I think you have a point on the decreasing human temperature. It looks like the decrease is at 0.05°F every decade, which actually is quite a bit. If it was something like 0.005°F, I'd say that that's a problem for the people of the year 2500 to solve.
That said, the reason it's been decreasing seems to be due to medical advances and not some change in the Earth's gravity or climate change. I would be surprised to see humans in the year 2500 having an average body temperature of 72.9°F, or closing in on 0°F in the year 3,984. I imagine there will be fluctuations, but there's got to be a lower limit to what is physically possible.
I'd still defend the Celsius number, since even though there are changes due to air pressure, it's changing over space and not time. In the year 2500, water at sea level will still freeze at 0°C.

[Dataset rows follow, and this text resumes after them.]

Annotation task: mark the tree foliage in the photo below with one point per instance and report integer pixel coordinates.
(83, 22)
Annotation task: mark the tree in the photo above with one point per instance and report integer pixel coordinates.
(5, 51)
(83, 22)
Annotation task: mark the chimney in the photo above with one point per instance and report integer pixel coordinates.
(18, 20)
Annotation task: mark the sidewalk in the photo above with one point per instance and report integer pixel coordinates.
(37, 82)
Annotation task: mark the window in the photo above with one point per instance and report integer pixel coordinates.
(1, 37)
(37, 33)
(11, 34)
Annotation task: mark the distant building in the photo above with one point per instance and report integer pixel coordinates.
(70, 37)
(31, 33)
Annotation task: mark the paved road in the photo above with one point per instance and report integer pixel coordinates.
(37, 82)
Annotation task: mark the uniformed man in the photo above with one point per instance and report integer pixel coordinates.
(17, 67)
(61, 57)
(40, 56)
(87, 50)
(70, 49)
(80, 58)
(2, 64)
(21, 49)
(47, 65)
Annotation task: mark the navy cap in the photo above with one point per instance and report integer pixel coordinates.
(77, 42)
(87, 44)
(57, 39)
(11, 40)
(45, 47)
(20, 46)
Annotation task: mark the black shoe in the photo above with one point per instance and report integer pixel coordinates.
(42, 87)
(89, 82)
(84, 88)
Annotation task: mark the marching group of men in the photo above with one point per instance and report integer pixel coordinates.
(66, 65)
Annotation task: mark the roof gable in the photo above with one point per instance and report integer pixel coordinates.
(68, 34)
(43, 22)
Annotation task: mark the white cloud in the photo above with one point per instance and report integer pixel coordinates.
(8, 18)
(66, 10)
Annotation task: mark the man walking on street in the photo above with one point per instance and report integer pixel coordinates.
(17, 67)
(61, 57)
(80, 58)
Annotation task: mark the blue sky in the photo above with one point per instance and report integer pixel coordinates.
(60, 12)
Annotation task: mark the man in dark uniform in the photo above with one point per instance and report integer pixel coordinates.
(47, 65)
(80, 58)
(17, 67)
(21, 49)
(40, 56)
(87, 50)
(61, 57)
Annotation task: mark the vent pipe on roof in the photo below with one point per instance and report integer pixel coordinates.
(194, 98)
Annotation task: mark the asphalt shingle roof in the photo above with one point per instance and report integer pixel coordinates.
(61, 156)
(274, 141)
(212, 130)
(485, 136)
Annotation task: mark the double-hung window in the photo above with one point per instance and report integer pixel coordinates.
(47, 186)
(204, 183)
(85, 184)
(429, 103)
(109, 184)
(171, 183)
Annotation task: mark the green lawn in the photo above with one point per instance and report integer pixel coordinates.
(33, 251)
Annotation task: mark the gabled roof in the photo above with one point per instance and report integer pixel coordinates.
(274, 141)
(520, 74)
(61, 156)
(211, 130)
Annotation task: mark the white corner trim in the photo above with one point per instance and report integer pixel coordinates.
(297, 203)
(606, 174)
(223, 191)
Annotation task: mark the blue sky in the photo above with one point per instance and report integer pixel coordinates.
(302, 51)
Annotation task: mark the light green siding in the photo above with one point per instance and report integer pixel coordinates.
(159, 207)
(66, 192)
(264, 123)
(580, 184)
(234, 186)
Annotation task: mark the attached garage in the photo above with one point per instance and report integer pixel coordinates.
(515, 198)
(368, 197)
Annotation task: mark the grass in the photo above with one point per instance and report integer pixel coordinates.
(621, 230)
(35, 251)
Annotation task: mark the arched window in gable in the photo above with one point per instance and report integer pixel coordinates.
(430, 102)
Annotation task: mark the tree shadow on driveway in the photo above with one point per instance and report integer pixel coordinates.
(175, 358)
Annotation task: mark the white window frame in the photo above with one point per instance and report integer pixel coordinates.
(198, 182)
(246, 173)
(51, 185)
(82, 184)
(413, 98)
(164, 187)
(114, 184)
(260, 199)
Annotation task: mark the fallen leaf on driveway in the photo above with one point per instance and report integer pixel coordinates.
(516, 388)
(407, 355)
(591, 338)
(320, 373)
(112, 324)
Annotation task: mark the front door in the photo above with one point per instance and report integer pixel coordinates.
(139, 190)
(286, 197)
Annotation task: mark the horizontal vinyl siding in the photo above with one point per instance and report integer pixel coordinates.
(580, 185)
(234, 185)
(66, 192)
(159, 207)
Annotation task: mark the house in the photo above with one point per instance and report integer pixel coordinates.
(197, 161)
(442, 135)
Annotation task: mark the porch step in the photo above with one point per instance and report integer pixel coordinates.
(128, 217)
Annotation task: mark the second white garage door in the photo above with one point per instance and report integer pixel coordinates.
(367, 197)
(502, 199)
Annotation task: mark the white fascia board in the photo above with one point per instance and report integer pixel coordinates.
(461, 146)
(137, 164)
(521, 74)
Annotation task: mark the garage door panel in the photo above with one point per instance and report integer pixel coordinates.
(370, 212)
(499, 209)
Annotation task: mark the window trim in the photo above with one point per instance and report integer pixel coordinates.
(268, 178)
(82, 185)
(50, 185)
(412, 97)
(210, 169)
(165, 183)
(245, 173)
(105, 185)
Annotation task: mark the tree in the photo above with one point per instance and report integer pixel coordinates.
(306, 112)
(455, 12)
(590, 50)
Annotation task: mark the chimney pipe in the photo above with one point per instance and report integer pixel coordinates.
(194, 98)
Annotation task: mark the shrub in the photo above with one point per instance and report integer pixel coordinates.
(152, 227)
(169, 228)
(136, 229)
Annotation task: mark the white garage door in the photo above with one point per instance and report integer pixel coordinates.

I think my big thing is I'm less concerned about a logically consistent scale, and more towards a scale that's geared to the emotional side of temperature.
Thinking outloud moment
If we are going for the emotional side of temperature specifically, we would also need to factor in wind, humidity, sunlight, what season it is, etc. and that's a lot of variables, and even then that's how you get the wind-chill factor. But even that is almost completely subjective. I feel like that scale would go from "IT'S GOTTA BE NEGATIVE A MILLION FUCKIN' DEGREES" to "I FEEL LIKE IM ON THE SURFACE OF THE SUN, so like a bazillion degrees" and then we go to the traffic report.
Either way, it's not a perfect scale, but I'd still take that over the other two.